In his opening greetings, RERF Chairman Ohtsura Niwa remarked, “This year, the 70th since the atomic bombings, is a milestone for passing down our knowledge gained from the experience of the atomic bombings to future generations. For this, we need debate from multiple perspectives. On this occasion of our public lecture event, I look forward to receiving candid opinions from people with different backgrounds, especially young people.”

The event’s first speaker, Mr. Malcolm Crick, Secretary, United Nations Scientific Committee on the Effects of Atomic Radiation (UNSCEAR), presented a lecture titled “The World and RERF.” He explained how RERF studies are crucially important to UNSCEAR and the international scientific community because data obtained from A-bomb survivors and their children serve as the “gold standard” for establishing radiation protection standards. He added that while the radiation exposures from the atomic bombings of Hiroshima and Nagasaki and the nuclear accident in Fukushima differ significantly in terms of physics, there are some similarities in terms of societal and psychological impacts as well as effects on the human body. He also emphasized the importance of not losing objectivity and maintaining a holistic perspective.

The second talk, titled “RERF Research Results, Involvement with Fukushima, and Future Outlook,” was presented by Dr. Kazunori Kodama, RERF Chief Scientist. He outlined what has been learned from RERF studies on radiation health effects and what needs to be investigated further. He also introduced the activities in which RERF has engaged since the Fukushima nuclear plant accident, with special focus on a study involving about 20,000 Fukushima Daiichi nuclear plant emergency workers that RERF initiated approximately one year ago in collaboration with other organizations. Lastly, he explained the future outlook regarding remaining questions and issues.

The last presentation, titled “Project for Individual Dose Measurement of High School Students Inside and Outside of Fukushima,” was made by Miss Minori Saitoh and Miss Saki Anzai, students from Fukushima Prefectural High School, and their teacher, Mr. Takashi Hara. They presented their research project, which looked into when, where, and how much radiation individuals were exposed to on the basis of the collation of information on their daily activities along with a record of hourly radiation dose readings using a dosimeter called “D-Shuttle” and time and date information at the time of each reading. They also described the hardships Fukushima now faces and called for broad understanding of the actual situation in Fukushima based on scientific facts. This project was carried out in collaboration with high school students inside and outside of Fukushima as well as overseas. The results have been presented in not only Japan but also France and Italy.

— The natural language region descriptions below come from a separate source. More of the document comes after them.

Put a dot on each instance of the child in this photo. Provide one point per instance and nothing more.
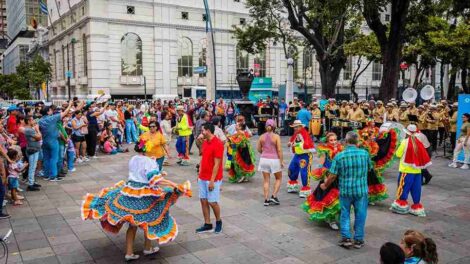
(14, 170)
(70, 155)
(109, 146)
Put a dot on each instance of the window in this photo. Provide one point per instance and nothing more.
(131, 10)
(85, 56)
(376, 71)
(185, 57)
(131, 55)
(260, 64)
(202, 56)
(347, 71)
(243, 63)
(292, 53)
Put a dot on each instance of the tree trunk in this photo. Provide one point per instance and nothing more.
(451, 91)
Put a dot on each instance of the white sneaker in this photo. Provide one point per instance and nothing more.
(151, 251)
(131, 257)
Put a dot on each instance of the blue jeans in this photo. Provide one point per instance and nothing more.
(360, 215)
(131, 131)
(70, 160)
(60, 161)
(50, 158)
(33, 162)
(160, 163)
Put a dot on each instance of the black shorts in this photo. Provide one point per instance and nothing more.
(78, 139)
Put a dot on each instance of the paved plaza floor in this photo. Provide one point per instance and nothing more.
(48, 228)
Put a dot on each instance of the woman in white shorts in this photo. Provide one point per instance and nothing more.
(271, 162)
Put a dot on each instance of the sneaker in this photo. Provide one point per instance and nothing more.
(358, 244)
(131, 257)
(274, 200)
(218, 227)
(4, 216)
(32, 188)
(333, 225)
(205, 228)
(151, 251)
(56, 179)
(346, 243)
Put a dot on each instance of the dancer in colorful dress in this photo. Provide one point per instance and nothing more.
(413, 157)
(302, 147)
(184, 127)
(323, 205)
(143, 202)
(242, 166)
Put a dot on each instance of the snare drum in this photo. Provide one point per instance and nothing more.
(336, 123)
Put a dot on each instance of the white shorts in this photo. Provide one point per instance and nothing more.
(269, 165)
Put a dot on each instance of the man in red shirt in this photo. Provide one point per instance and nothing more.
(210, 178)
(12, 126)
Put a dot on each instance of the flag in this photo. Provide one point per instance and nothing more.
(43, 7)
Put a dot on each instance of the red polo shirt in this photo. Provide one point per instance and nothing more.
(211, 149)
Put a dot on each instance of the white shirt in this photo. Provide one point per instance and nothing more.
(139, 167)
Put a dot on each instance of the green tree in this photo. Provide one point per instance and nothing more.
(323, 25)
(362, 47)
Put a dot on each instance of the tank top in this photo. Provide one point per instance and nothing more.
(268, 149)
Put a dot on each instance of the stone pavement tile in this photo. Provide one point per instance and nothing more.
(198, 245)
(37, 253)
(46, 260)
(33, 244)
(172, 250)
(289, 260)
(184, 259)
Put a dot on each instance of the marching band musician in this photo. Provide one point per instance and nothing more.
(390, 115)
(331, 112)
(453, 124)
(403, 114)
(378, 113)
(315, 122)
(432, 119)
(443, 123)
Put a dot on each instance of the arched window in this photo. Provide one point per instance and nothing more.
(243, 63)
(203, 55)
(131, 55)
(292, 53)
(185, 57)
(260, 64)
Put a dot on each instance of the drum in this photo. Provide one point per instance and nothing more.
(315, 126)
(336, 123)
(355, 125)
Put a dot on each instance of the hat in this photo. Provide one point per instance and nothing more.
(410, 129)
(297, 123)
(271, 123)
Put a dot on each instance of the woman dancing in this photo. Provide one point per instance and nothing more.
(323, 205)
(142, 202)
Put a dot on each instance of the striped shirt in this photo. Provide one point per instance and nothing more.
(352, 166)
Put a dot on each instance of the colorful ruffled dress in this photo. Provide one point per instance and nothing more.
(140, 202)
(323, 205)
(243, 162)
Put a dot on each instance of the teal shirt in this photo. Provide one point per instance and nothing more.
(351, 167)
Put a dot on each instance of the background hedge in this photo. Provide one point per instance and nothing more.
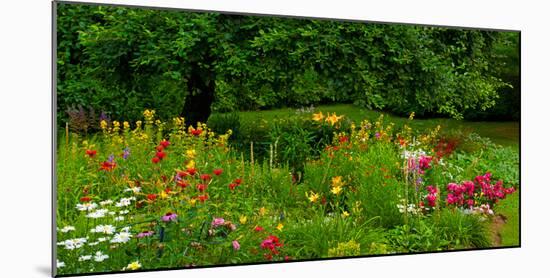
(118, 61)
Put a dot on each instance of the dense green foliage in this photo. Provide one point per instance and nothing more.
(118, 60)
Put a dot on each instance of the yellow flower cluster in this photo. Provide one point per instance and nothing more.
(149, 115)
(331, 119)
(350, 248)
(336, 185)
(312, 196)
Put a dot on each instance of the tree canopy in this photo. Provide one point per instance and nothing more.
(120, 60)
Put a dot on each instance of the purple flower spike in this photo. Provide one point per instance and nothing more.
(169, 217)
(145, 234)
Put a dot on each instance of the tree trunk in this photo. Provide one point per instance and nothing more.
(200, 96)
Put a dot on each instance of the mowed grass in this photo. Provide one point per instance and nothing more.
(509, 207)
(502, 133)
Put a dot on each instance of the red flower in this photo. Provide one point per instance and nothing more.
(182, 174)
(108, 166)
(196, 132)
(85, 199)
(161, 155)
(232, 186)
(165, 143)
(343, 139)
(182, 184)
(203, 198)
(201, 187)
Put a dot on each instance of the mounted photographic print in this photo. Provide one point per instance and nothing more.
(188, 139)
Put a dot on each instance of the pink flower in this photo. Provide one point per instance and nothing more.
(236, 245)
(145, 234)
(169, 217)
(217, 222)
(424, 162)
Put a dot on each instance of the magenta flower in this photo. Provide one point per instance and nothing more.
(236, 245)
(145, 234)
(169, 217)
(217, 222)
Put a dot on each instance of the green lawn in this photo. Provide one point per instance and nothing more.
(509, 207)
(503, 133)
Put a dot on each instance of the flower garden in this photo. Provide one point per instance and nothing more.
(153, 194)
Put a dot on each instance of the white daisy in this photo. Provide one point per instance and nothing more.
(67, 229)
(124, 202)
(104, 229)
(74, 243)
(84, 258)
(121, 237)
(106, 202)
(133, 189)
(86, 206)
(99, 256)
(98, 213)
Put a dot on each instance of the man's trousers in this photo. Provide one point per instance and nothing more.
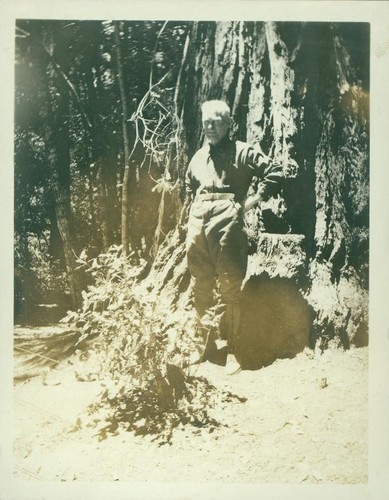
(217, 248)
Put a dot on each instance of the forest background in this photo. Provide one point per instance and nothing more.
(378, 47)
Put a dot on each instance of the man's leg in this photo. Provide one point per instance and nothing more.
(203, 275)
(228, 244)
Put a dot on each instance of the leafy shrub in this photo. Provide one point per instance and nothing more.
(144, 350)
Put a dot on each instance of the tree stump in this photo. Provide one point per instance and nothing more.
(276, 319)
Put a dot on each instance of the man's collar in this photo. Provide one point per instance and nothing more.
(226, 141)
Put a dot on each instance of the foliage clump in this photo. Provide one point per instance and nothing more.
(143, 352)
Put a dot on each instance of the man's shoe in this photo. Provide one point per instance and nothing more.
(232, 366)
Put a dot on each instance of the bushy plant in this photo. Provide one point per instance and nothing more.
(144, 352)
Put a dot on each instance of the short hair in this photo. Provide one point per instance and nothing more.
(216, 106)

Following the lecture and presentations, there was a question-and-answer session with the audience chaired by Mr. Takanobu Teramoto, RERF Executive Director.

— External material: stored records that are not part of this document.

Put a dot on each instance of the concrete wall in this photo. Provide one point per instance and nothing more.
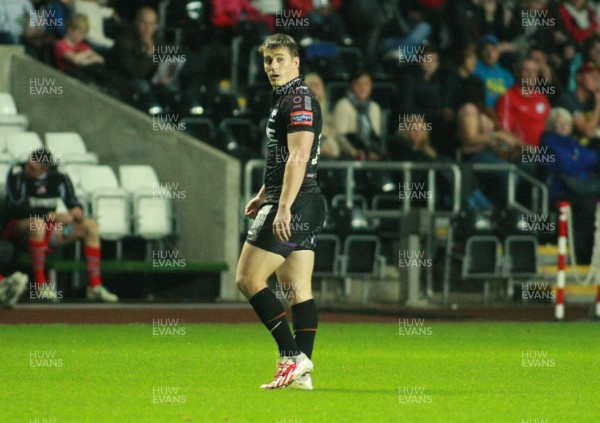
(119, 134)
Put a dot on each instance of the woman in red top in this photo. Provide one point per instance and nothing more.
(72, 49)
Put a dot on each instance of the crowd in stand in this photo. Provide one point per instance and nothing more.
(473, 81)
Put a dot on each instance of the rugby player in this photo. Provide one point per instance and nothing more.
(289, 211)
(41, 213)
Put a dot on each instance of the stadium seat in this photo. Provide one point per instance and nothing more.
(335, 91)
(10, 121)
(109, 202)
(327, 260)
(361, 258)
(153, 217)
(243, 131)
(21, 144)
(72, 171)
(136, 178)
(152, 206)
(384, 93)
(68, 147)
(520, 256)
(520, 259)
(482, 260)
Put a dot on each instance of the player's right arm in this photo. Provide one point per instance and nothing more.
(254, 204)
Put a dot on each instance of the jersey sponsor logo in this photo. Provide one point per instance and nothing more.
(302, 117)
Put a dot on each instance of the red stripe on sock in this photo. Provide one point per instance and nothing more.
(275, 318)
(92, 259)
(37, 251)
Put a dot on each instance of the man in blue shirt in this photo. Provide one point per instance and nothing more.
(495, 78)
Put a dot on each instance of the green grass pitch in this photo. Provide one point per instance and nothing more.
(447, 372)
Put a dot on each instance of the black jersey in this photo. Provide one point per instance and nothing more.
(26, 197)
(295, 108)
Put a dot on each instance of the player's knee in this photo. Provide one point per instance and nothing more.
(37, 228)
(247, 285)
(242, 282)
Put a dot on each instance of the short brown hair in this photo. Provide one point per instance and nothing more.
(279, 41)
(80, 22)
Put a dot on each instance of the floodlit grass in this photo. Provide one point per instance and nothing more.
(448, 372)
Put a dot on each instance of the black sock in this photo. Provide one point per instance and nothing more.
(304, 316)
(272, 314)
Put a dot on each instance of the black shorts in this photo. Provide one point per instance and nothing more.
(308, 216)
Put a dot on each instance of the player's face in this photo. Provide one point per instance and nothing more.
(34, 170)
(280, 66)
(362, 87)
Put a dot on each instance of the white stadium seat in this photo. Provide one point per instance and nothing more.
(152, 217)
(21, 144)
(7, 105)
(109, 202)
(152, 208)
(135, 178)
(10, 121)
(68, 147)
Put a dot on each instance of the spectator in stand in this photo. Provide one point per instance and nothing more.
(454, 82)
(41, 213)
(570, 177)
(14, 21)
(483, 141)
(334, 145)
(228, 14)
(523, 109)
(590, 52)
(96, 14)
(73, 55)
(496, 79)
(404, 32)
(132, 58)
(584, 103)
(423, 95)
(536, 23)
(412, 144)
(60, 12)
(464, 19)
(578, 18)
(496, 20)
(359, 118)
(549, 83)
(325, 22)
(457, 77)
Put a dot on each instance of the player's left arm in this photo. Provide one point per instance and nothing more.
(299, 146)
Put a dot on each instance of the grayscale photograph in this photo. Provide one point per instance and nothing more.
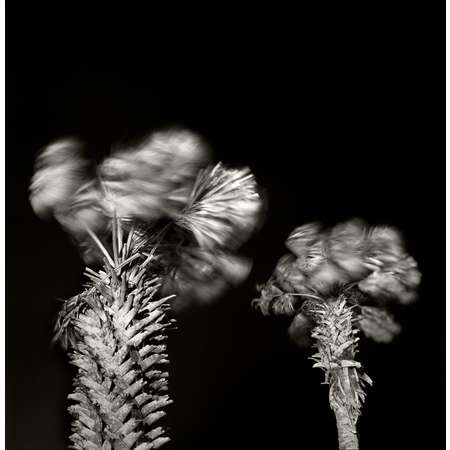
(225, 226)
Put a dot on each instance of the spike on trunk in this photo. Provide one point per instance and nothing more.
(117, 330)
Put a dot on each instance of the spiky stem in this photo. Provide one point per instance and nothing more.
(336, 342)
(118, 331)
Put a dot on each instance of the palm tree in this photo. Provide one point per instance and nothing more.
(334, 283)
(154, 224)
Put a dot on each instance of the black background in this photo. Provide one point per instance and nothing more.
(338, 113)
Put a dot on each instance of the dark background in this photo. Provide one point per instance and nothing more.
(338, 113)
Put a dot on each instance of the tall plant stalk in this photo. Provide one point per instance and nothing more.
(117, 330)
(334, 283)
(153, 220)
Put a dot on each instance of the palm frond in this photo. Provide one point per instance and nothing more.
(223, 209)
(154, 179)
(60, 170)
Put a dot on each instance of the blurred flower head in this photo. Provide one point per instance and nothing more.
(60, 170)
(223, 209)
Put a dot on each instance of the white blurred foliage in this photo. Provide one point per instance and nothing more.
(154, 179)
(210, 211)
(374, 258)
(60, 171)
(224, 207)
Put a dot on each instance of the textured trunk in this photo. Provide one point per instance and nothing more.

As this year marks the 70th year since the atomic bombings and the 40th anniversary of the founding of RERF, remarks of gratitude to A-bomb survivors and their children for their participation in RERF’s studies were read aloud by an RERF staff member. In addition, a choir comprised of Nagasaki Junshin Girls High School students performed songs to express heartfelt condolences to those who perished in the atomic bombings and their desire for the realization of a world free of nuclear weapons.

The event concluded with closing remarks by Vice Chairman Robert L. Ullrich, who expressed his gratitude to the audience in Japanese for their participation in the public lecture and the valuable opinions expressed therein.